Are There Risks to Abenomics?

In the long-run, Paul Krugman says, responding to Koo and Smith and Rowe, the real interest rate on JGB is determined by the supply-side factors of risk tolerance, time preference, and growth--none of which are affected by Abenomics. In the short-run, Paul says, Abenomics raises expected inflation and thus reduces the short-term real interest-rate on the debt--that is the point of the policy.

Since today's long-term real interest rates are a combination of today's short-run short-term rates and the long-run future's short-term rates, Abenomics unambiguously reduces the overall cost of financing Japan's government debt and thus improves rather than erodes the fiscal position.

I think that Paul's conclusion is ambiguously correct--as long as you buy Paul's model, which has a Keynesian unemployment short-run and a classical full-employment supply-side determined long-run, with today's long-term real interest rates and thus debt sustainability a fixed-weight average of the two.

But what if we were to adopt an even more Keynesian model? But if we said that there was a Keynesian short-run, a classical long-run, and a medium-run that could be either?

It might be that right now the market expects a long high-unemployment medium-run--in which r < g. the value of the debt gets eroded for a generation and which will be followed by a long-run in which r > g but in which the eroded debt is sustainable. But if Abenonomics turns that medium-run from a Keynesian unemployment régime in which r &ltl g to a classical full-employment régime in which r > g, Japan might suddenly switch to a fiscal-dominance high-inflation régime in which today's real value of JGB is an unsustainable burden..

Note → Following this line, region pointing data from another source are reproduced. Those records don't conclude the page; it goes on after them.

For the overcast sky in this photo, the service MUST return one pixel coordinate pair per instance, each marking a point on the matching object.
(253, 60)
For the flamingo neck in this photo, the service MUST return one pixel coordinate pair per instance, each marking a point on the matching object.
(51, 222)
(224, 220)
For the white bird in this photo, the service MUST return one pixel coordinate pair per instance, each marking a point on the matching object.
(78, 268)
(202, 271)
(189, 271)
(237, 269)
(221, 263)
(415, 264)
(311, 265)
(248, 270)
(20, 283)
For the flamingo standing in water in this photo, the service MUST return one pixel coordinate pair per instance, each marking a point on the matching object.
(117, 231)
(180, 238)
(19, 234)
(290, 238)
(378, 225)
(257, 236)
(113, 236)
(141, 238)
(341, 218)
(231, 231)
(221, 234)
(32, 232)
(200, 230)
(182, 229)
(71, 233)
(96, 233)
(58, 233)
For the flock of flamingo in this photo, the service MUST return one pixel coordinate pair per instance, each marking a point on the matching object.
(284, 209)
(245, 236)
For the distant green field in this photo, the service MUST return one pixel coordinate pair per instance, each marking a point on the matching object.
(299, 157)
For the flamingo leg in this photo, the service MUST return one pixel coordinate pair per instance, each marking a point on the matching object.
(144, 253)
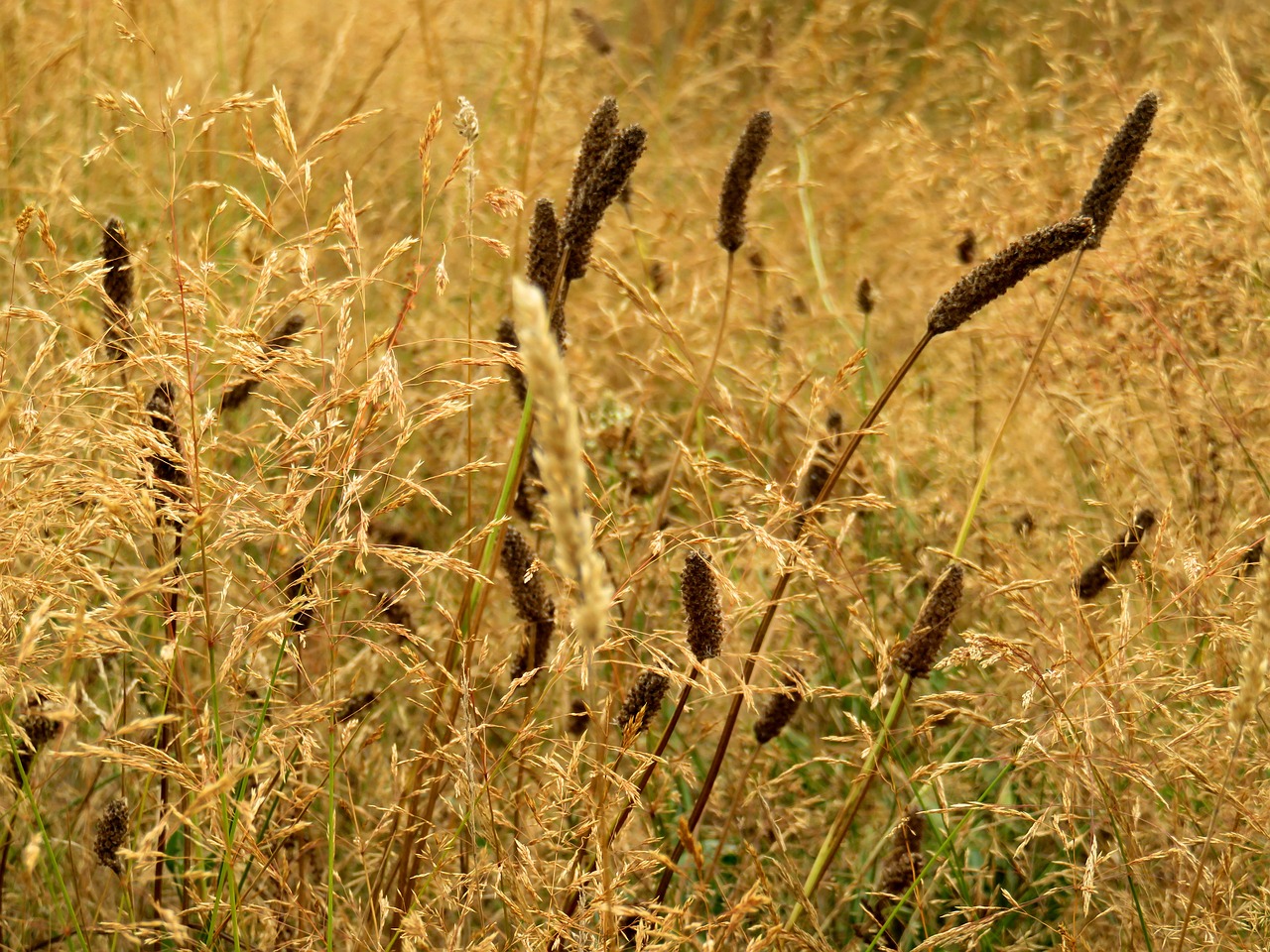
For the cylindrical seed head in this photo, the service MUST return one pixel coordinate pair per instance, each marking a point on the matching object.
(602, 186)
(119, 286)
(1116, 168)
(112, 830)
(699, 594)
(994, 277)
(643, 702)
(921, 649)
(738, 179)
(780, 708)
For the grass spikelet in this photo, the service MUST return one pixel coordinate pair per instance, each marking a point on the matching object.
(1101, 571)
(119, 286)
(282, 336)
(921, 649)
(1005, 270)
(559, 456)
(739, 178)
(779, 711)
(643, 702)
(111, 833)
(1116, 168)
(602, 186)
(699, 594)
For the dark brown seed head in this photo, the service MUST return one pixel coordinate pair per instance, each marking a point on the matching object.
(965, 248)
(699, 594)
(606, 181)
(40, 730)
(643, 702)
(738, 179)
(905, 861)
(779, 711)
(1101, 571)
(299, 592)
(578, 717)
(594, 143)
(921, 649)
(119, 286)
(1116, 168)
(168, 463)
(864, 298)
(112, 830)
(592, 31)
(994, 277)
(529, 593)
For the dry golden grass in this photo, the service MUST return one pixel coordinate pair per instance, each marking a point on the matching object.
(262, 660)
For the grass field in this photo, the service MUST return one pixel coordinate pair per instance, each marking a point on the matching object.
(318, 634)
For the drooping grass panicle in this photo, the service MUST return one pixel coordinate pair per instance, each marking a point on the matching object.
(39, 730)
(119, 286)
(643, 702)
(779, 711)
(167, 463)
(1101, 571)
(594, 143)
(996, 276)
(281, 338)
(561, 462)
(698, 589)
(921, 649)
(739, 178)
(111, 833)
(1116, 168)
(602, 186)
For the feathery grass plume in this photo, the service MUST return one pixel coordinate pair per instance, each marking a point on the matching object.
(643, 702)
(994, 277)
(40, 730)
(592, 31)
(864, 298)
(1256, 656)
(965, 248)
(578, 717)
(281, 338)
(779, 711)
(921, 649)
(112, 830)
(1116, 168)
(119, 286)
(730, 230)
(699, 595)
(603, 185)
(561, 461)
(532, 603)
(594, 143)
(1101, 571)
(299, 593)
(168, 463)
(507, 336)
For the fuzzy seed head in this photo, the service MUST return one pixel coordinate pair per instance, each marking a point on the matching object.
(1116, 168)
(779, 711)
(994, 277)
(738, 179)
(602, 186)
(643, 702)
(699, 594)
(112, 830)
(921, 649)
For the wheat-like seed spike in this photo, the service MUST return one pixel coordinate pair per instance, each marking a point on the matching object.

Moreover, to the extent Abenomics succeeds in boosting the economy's risk tolerance, the wedge between the private and public real interest rates will fall. Thus Paul might be completely correct in his belief that Abenomics will lower the real interest rate--but which real interest rate? The real interest rate it lowers might be the private rate, and that could be accompanied by a collapse in spreads that would raise the JGB interest rate and make the debt unsustainable.

Do I think that these are worries that should keep Japan from undertaking Abenomics? I say: Clearly and definitely not. Do I think that these are things that we should worry about and keep a weather eye out as we watch for them? I say: Clearly and definitely yes. Do I think these are things that might actually happen? I say: maybe.